Если покажетесь милым его сердцу, он встанет и поведет к своим картинам, развешанным на стенах. И вы будете всматриваться его глазами и в эту одинокую сосну, которая клонится, но не ломается уже полвека, и в камнеломки — странные цветы, словно языки пламени на сизых валунах, и в сиротливые избушки на берегу моря. А кругом вас будут только море и льды.

Мимоходом Степан Григорьевич погладит щетинистую головку кактуса. Кактусы стоят и на столе, и на подоконниках — странное увлечение писателя, который и своим поведением, и привычками словно хочет убедить вас, что Писахов тяжелый человек, что Писахов сам словно кактус. И вообще, зачем вы к нему приплелись? Но тут же, погладив кактус, он неожиданно глянет из-под кустиков бровей, и буравчики глаз просквозят вас. И если чем-то понравитесь, может рассказать побаску.

А рассказывает он изумительно. Например, любит побаску о банях.
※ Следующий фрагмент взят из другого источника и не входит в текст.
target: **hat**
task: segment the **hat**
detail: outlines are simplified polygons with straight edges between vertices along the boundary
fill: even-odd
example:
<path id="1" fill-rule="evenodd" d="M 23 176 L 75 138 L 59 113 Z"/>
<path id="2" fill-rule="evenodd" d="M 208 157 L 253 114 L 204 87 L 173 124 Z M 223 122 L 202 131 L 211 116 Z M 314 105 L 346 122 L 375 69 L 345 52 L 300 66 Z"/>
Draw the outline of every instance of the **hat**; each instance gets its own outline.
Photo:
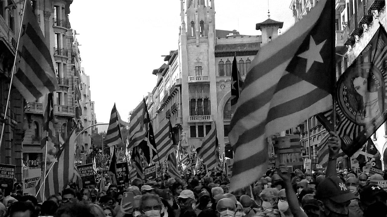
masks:
<path id="1" fill-rule="evenodd" d="M 144 185 L 142 186 L 141 186 L 141 192 L 142 191 L 150 191 L 151 190 L 152 190 L 154 188 L 151 187 L 150 185 Z"/>
<path id="2" fill-rule="evenodd" d="M 180 193 L 180 195 L 179 195 L 179 197 L 180 198 L 189 198 L 195 200 L 195 195 L 194 195 L 194 192 L 193 192 L 191 190 L 187 189 L 185 190 L 183 190 L 183 191 Z"/>
<path id="3" fill-rule="evenodd" d="M 384 196 L 387 198 L 387 192 L 377 185 L 370 184 L 366 186 L 360 192 L 360 200 L 366 201 L 377 194 Z"/>
<path id="4" fill-rule="evenodd" d="M 202 192 L 200 192 L 199 194 L 199 198 L 200 198 L 204 196 L 208 196 L 208 197 L 210 197 L 210 193 L 207 191 L 203 191 Z"/>
<path id="5" fill-rule="evenodd" d="M 319 206 L 319 202 L 314 198 L 303 200 L 301 205 L 304 209 L 308 206 L 314 207 L 317 209 L 320 208 Z"/>
<path id="6" fill-rule="evenodd" d="M 329 198 L 341 203 L 354 199 L 355 195 L 341 179 L 332 176 L 326 178 L 319 184 L 315 197 L 317 199 Z"/>

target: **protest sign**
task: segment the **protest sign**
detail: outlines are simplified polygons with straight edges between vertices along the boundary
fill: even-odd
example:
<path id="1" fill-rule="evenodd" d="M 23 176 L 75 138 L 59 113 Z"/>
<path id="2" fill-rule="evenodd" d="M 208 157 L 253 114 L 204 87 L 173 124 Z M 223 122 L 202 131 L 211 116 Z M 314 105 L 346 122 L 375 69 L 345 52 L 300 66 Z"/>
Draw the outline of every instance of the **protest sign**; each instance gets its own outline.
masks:
<path id="1" fill-rule="evenodd" d="M 117 173 L 116 178 L 117 185 L 125 185 L 129 182 L 128 171 L 128 163 L 126 162 L 117 163 Z"/>
<path id="2" fill-rule="evenodd" d="M 146 167 L 144 170 L 144 175 L 146 179 L 156 178 L 156 164 Z"/>
<path id="3" fill-rule="evenodd" d="M 93 164 L 89 163 L 77 166 L 79 176 L 82 179 L 82 183 L 84 186 L 89 185 L 95 185 L 95 178 L 94 176 L 94 170 L 93 170 Z"/>
<path id="4" fill-rule="evenodd" d="M 0 186 L 12 190 L 14 187 L 15 165 L 0 164 Z"/>

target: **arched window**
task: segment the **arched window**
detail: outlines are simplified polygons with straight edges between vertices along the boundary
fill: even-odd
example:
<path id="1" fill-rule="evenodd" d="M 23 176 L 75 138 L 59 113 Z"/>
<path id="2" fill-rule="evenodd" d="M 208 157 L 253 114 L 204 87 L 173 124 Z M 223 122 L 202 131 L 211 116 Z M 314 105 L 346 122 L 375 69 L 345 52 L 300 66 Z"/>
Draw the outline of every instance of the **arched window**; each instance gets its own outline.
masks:
<path id="1" fill-rule="evenodd" d="M 203 115 L 203 99 L 199 98 L 196 100 L 197 114 L 198 115 Z"/>
<path id="2" fill-rule="evenodd" d="M 200 21 L 200 36 L 204 36 L 204 22 L 203 20 Z"/>
<path id="3" fill-rule="evenodd" d="M 35 124 L 35 139 L 37 140 L 40 139 L 40 127 L 39 127 L 39 124 L 36 121 L 34 122 Z"/>
<path id="4" fill-rule="evenodd" d="M 231 75 L 231 62 L 229 60 L 226 61 L 226 76 Z"/>
<path id="5" fill-rule="evenodd" d="M 246 62 L 245 62 L 245 67 L 246 67 L 246 72 L 247 73 L 248 72 L 248 71 L 250 71 L 251 69 L 250 68 L 250 65 L 251 64 L 251 61 L 249 59 L 246 60 Z"/>
<path id="6" fill-rule="evenodd" d="M 196 100 L 192 99 L 190 101 L 190 115 L 196 115 Z"/>
<path id="7" fill-rule="evenodd" d="M 191 21 L 191 37 L 195 36 L 195 22 Z"/>
<path id="8" fill-rule="evenodd" d="M 219 76 L 224 76 L 224 62 L 221 60 L 219 62 Z"/>
<path id="9" fill-rule="evenodd" d="M 245 70 L 245 61 L 241 59 L 238 62 L 238 70 L 239 70 L 239 75 L 244 75 L 246 73 Z"/>

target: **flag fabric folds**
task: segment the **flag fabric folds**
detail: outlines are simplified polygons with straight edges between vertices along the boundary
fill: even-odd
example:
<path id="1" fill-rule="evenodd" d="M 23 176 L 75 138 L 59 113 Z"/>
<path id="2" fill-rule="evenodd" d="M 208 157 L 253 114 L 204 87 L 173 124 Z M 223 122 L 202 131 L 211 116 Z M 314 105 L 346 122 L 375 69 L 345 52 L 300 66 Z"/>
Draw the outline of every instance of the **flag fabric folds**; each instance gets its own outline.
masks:
<path id="1" fill-rule="evenodd" d="M 234 56 L 233 60 L 233 66 L 231 71 L 231 105 L 236 104 L 239 98 L 240 93 L 241 84 L 242 79 L 241 78 L 238 71 L 238 68 L 236 65 L 236 55 Z"/>
<path id="2" fill-rule="evenodd" d="M 216 127 L 214 122 L 211 125 L 211 130 L 203 140 L 199 156 L 203 159 L 203 163 L 208 170 L 212 170 L 219 160 L 219 146 L 216 137 Z"/>
<path id="3" fill-rule="evenodd" d="M 147 137 L 149 127 L 146 122 L 147 114 L 146 104 L 144 99 L 133 110 L 130 115 L 128 149 L 132 149 L 138 146 Z"/>
<path id="4" fill-rule="evenodd" d="M 31 4 L 30 0 L 26 0 L 23 10 L 12 84 L 26 101 L 35 102 L 47 93 L 58 90 L 59 86 L 50 49 Z"/>
<path id="5" fill-rule="evenodd" d="M 286 32 L 262 46 L 253 61 L 228 134 L 235 152 L 230 191 L 266 171 L 267 136 L 331 106 L 334 4 L 319 1 Z"/>
<path id="6" fill-rule="evenodd" d="M 154 162 L 164 161 L 170 154 L 175 150 L 173 146 L 175 144 L 173 140 L 173 137 L 172 134 L 171 129 L 172 125 L 168 119 L 168 121 L 155 135 L 158 154 L 153 157 Z"/>
<path id="7" fill-rule="evenodd" d="M 116 108 L 116 103 L 115 103 L 110 113 L 110 120 L 109 122 L 109 127 L 108 127 L 105 140 L 108 146 L 111 147 L 111 150 L 113 149 L 111 147 L 113 146 L 119 149 L 123 145 L 118 117 L 119 115 Z"/>
<path id="8" fill-rule="evenodd" d="M 60 147 L 56 161 L 52 162 L 47 165 L 48 172 L 50 168 L 52 167 L 52 168 L 50 172 L 48 172 L 48 175 L 46 180 L 45 195 L 43 195 L 42 188 L 37 196 L 38 201 L 41 201 L 43 197 L 48 198 L 50 196 L 62 192 L 69 181 L 74 180 L 74 174 L 76 175 L 74 166 L 75 139 L 75 129 L 70 130 L 68 135 L 64 144 Z M 42 173 L 42 177 L 37 182 L 35 186 L 37 192 L 43 183 L 43 175 L 44 173 Z M 82 187 L 82 185 L 79 186 Z"/>

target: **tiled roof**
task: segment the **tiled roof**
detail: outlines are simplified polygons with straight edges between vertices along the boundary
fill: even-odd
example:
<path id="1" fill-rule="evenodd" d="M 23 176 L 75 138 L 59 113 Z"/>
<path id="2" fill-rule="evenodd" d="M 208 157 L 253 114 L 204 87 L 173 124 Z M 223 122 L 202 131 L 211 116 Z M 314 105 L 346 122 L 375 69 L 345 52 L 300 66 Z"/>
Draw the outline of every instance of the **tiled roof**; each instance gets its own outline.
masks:
<path id="1" fill-rule="evenodd" d="M 260 43 L 243 43 L 228 44 L 217 44 L 215 46 L 215 53 L 238 52 L 241 51 L 257 51 L 259 49 Z"/>
<path id="2" fill-rule="evenodd" d="M 259 30 L 262 26 L 266 25 L 278 25 L 279 26 L 279 28 L 281 29 L 282 28 L 284 22 L 277 21 L 269 18 L 261 23 L 257 23 L 255 24 L 255 29 Z"/>

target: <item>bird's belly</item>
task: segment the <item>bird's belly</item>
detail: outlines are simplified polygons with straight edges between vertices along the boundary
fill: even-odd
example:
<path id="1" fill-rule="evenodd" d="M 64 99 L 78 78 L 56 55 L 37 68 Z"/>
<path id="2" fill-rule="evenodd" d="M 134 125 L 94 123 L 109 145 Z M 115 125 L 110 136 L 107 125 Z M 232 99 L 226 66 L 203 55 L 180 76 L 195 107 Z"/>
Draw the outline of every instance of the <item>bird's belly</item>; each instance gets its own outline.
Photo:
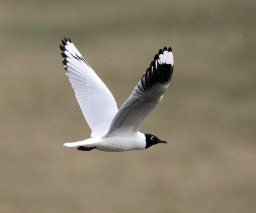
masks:
<path id="1" fill-rule="evenodd" d="M 138 138 L 120 138 L 112 139 L 106 138 L 102 143 L 97 145 L 96 149 L 106 152 L 124 152 L 143 150 L 145 149 L 145 142 L 141 141 Z"/>

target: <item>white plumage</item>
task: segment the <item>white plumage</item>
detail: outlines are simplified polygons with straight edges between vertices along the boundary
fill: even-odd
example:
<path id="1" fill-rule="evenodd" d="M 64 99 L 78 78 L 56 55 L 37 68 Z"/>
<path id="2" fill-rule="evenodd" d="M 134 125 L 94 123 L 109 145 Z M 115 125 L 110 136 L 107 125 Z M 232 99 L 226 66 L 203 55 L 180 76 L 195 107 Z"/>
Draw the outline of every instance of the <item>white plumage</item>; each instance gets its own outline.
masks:
<path id="1" fill-rule="evenodd" d="M 172 77 L 172 49 L 160 50 L 132 94 L 118 111 L 110 91 L 76 48 L 70 39 L 60 45 L 63 63 L 76 97 L 92 129 L 88 139 L 66 143 L 81 150 L 96 148 L 120 152 L 141 150 L 159 143 L 157 137 L 138 132 L 141 122 L 163 97 Z"/>

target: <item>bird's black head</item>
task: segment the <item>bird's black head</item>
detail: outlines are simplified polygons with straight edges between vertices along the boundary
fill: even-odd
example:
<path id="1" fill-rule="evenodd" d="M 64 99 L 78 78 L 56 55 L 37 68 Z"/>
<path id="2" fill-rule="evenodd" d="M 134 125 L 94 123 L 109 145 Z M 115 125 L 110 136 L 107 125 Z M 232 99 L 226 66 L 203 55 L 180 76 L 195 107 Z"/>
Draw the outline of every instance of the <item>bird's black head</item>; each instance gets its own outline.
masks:
<path id="1" fill-rule="evenodd" d="M 154 145 L 155 144 L 157 144 L 159 143 L 167 143 L 166 141 L 162 141 L 159 139 L 157 137 L 153 136 L 151 134 L 144 134 L 146 137 L 146 148 L 148 148 L 150 147 L 152 145 Z"/>

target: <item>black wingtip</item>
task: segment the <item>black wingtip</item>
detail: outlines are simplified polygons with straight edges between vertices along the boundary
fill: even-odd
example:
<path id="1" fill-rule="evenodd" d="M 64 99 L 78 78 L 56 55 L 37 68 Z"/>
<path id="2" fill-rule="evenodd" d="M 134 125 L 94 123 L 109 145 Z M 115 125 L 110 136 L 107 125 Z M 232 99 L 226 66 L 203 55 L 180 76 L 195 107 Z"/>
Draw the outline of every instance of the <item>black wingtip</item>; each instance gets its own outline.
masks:
<path id="1" fill-rule="evenodd" d="M 159 51 L 158 52 L 158 54 L 160 55 L 161 54 L 163 54 L 163 50 L 161 49 L 159 49 Z"/>
<path id="2" fill-rule="evenodd" d="M 60 50 L 61 50 L 62 52 L 64 52 L 64 51 L 65 51 L 65 48 L 64 48 L 64 47 L 62 47 L 61 45 L 60 45 Z"/>
<path id="3" fill-rule="evenodd" d="M 67 66 L 67 59 L 65 58 L 62 60 L 62 63 L 63 64 L 63 65 L 66 65 Z"/>
<path id="4" fill-rule="evenodd" d="M 155 61 L 151 61 L 150 65 L 149 67 L 153 67 L 155 65 L 156 65 Z"/>
<path id="5" fill-rule="evenodd" d="M 66 55 L 63 52 L 61 52 L 61 56 L 62 56 L 62 57 L 63 57 L 64 58 L 67 58 L 67 55 Z"/>
<path id="6" fill-rule="evenodd" d="M 62 44 L 63 44 L 63 46 L 65 47 L 65 46 L 67 45 L 66 42 L 64 42 L 63 40 L 61 40 L 61 42 L 62 42 Z"/>
<path id="7" fill-rule="evenodd" d="M 158 59 L 159 58 L 159 56 L 158 56 L 158 54 L 156 54 L 155 56 L 154 57 L 154 61 L 156 61 L 157 59 Z"/>

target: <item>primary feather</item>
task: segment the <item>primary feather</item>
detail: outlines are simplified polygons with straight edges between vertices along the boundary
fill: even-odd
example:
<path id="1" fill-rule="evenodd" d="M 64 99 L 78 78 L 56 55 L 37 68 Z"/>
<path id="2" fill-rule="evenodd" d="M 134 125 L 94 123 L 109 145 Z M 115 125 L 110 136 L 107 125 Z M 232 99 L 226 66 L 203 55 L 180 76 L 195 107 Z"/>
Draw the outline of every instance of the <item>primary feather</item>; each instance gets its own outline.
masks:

Начинает обычно с того, что «вот когда вас и на свете не было и я еще малолетком был, стояла неподалеку баня, — и, скажу вам, какая баня! — и водились в ней дородные жабы».

В этом месте Писахов стремится изобразить жабу: весь сгибается, плечи нависают над головой, глаза расширяются. И начинает рассказывать, какие удивительные были в бане полки и скамейки, какой скользкий пол, какой сочный ароматный жар и какие веники. А закончит тем, что вот вы намылись и выходите истомленные, пропаренные и прожаренные, и изнеженные, как английская королева из ванны, и в это время по вашим ногам прыгают огромные скользкие жабы… Приятно!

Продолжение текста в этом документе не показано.